It is also questionable to what extent the reticent, intelligent T. G. Masaryk tolerated him side by side, and we know that he cooperated with him quite a bit. We also know that for the Slovaks the number one hero is Milan Rastislav Štefánik, who actively contributed to the creation of the first Czechoslovakia and who clearly hated Benes, and Benes hated him. So these human relations were very bad at that time.

Géza D. - There are serious reasons for that. I also followed it and found out what was the cause. It is known that during and just after World War I, Czechs and Slovaks living in America organized a collection to arm the Czechoslovak legion soldiers in the Soviet Union, where the legionnaires were recruited from the Czech and Slovak prisoners there. Six million dollars were raised, which were delivered to Europe, to Geneva, and deposited in a bank in Masaryk's name. Benes was a political nobody at that time. He was only a lecturer in the department of Slavonic studies at the Sorbonne in Paris. But somehow he got his hands on the six million dollars. He convinced T. G. Masaryk that this money could even be doubled by playing in the casino in Monte Carlo, whereupon all six million dollars were collected and Benes lost the money. (This made T. G. Masaryk an accomplice and he had to tolerate him).

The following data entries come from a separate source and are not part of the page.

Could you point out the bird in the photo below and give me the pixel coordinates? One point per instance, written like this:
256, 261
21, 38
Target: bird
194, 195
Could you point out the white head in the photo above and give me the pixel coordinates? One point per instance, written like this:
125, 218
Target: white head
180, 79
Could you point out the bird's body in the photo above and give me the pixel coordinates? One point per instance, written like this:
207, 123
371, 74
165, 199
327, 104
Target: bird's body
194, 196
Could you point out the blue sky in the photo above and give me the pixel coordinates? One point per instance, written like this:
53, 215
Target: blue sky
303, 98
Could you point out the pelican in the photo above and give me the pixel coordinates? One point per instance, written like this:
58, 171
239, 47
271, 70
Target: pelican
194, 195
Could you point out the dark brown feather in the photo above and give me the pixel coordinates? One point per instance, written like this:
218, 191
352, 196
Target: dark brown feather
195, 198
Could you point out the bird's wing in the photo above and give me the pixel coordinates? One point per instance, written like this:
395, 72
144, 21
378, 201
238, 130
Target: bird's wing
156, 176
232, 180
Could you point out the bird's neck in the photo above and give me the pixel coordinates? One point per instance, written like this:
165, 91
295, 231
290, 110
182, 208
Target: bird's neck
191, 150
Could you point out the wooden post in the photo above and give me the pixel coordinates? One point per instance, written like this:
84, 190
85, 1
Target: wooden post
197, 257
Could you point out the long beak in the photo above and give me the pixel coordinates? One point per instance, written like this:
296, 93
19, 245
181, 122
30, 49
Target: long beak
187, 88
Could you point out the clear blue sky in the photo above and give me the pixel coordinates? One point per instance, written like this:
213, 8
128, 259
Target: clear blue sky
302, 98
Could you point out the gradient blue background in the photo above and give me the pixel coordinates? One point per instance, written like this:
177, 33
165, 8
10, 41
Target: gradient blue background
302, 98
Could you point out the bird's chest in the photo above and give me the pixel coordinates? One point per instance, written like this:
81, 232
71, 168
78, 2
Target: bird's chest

When Stefanik arrived in Geneva, saying that he was flying to the Soviet Union in his private plane and needed the money, it turned out that not a cent of the six million dollars was left. In addition to Benes, three other people were present at the Geneva meeting, M. R. Štefánik, T. G. Masaryk, and Major Ivan Štefl, an officer of the French Foreign Legion who had formed the Czechoslovak Nazdar Division out of Western Czech and Slovak prisoners of war from France. By the way, this Geneva story is documented in Czech, the authors are Václav Bureš and Zbyněk Ludvík and the title of the publication is "The Book of the Black Past". At the meeting in Geneva, the Czech major brought with him the French humour newspaper Petit Parisien, which was similar to our former picture weekly Ludas Matyi. In it was a cartoon depicting Benes, entitled "The King of Roulette", having fun and throwing away millions of dollars in a casino in Monte Carlo, with the text "What a gentleman, what finances Edvard Benes, lecturer of the Department of Slavonic Studies at the Sorbonne, has at his disposal". Major Ivan Štefl brought with him proof of where the money, collected in America, had gone. Beneš's only helper at the time - this is also a very interesting turn of phrase - was the Hungarian-born financial advisor Zoltán Goldberg. (Born in Szobraniec, he graduated from the gymnasium in Mukačevo/Munkács and before World War I was a student of E. Beneš at the University of Economics in Prague. Later, under the name Zdeněk Toman, he was head of military counterintelligence in the Benes government in 1945-48. A film was made about him, which premiered in 2018 under the title TOMAN (author's note). Zoltán Goldberg introduced Benes to influential people in France and they helped him, giving him a loan of six million dollars and even more to establish the Czechoslovak Legion in the Soviet Union.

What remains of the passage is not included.